Given the way the argument usually goes, it was hard for cynics not to wonder how quickly some policymakers would expand
gun rights after the massacre. Now we know
Scott Walker expanded gun rights in Wisconsin on Wednesday by signing into law two bills that, respectively, get rid of the state's 48-hour waiting period and let retired or off-duty law enforcement officials carry concealed firearms into public schools. [...] Walker, who is expected to jump into the 2016 presidential race in the next few weeks, often touts his efforts to roll back gun laws in the state. He also has an A-plus rating from the National Rifle Association.
In fairness, it's important to emphasize, as the Politico report
does, that these state measures have been in the works for quite a while -- the Wisconsin bills are unrelated to developments in Charleston.

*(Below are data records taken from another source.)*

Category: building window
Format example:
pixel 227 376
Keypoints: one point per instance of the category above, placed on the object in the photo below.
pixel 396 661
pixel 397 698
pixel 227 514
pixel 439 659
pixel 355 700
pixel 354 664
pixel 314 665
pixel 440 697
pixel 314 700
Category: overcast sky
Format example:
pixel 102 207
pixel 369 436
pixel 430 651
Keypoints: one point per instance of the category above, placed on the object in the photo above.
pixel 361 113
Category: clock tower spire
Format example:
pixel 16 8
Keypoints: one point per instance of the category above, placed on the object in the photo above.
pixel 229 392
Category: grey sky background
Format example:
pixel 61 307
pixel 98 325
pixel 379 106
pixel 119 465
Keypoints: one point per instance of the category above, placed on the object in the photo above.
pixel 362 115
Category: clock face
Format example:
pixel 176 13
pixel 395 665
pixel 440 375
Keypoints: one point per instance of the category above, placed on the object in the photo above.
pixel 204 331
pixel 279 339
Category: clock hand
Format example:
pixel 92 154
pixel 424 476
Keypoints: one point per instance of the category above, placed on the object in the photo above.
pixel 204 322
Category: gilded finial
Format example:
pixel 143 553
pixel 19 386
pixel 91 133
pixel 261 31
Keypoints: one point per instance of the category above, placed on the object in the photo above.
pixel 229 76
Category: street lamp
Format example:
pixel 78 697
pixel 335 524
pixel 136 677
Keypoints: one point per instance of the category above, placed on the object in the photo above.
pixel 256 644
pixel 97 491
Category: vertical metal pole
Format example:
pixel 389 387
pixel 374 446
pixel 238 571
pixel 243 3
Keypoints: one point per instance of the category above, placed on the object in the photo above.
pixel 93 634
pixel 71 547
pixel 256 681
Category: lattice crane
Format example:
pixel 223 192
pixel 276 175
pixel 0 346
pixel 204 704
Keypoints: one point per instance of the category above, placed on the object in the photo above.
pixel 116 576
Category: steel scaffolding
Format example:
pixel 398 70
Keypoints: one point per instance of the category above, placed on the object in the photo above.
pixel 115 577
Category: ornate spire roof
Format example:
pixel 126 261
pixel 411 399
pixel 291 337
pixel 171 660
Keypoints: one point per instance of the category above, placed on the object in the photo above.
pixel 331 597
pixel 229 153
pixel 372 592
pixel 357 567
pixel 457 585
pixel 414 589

Still, the timing is jarring. To expand gun rights so soon after yet another mass shooting suggests a certain indifference to the broader debate.
As for the policy itself, Wisconsin Democrats reminded
the state's GOP majority that a 48-hour waiting period has been an effective "cooling-off period for those contemplating suicide or who might shoot another person in a fit of passion, especially in cases of domestic abuse."
Walker and his Republican allies were evidently not persuaded.
As for the debate at the national level, the Washington Post reported
that the effort to expand background checks still enjoys the support of its chief co-sponsors.
In the wake of the Charleston shooting, Sens. Joe Manchin (D-W.Va.) and Pat Toomey (R-Pa.) are considering ways to renew their failed push to expand meaningful background checks on gun purchases. In separate interviews Tuesday night, at a reception before a ceremony hosted by Sandy Hook families where Toomey was honored, the senators discussed their desire to find a new way forward.
"What I'm trying to figure out is, is there something that could get the support of the 60 votes that we would need in the Senate," Toomey told the Post. "Joe Manchin was and is a great partner and someone I will continue to work with, and I'm open to exploring what is possible."
Regrettably, in a Republican-led Congress, what's "possible" on gun reforms is practically, if not literally, nothing.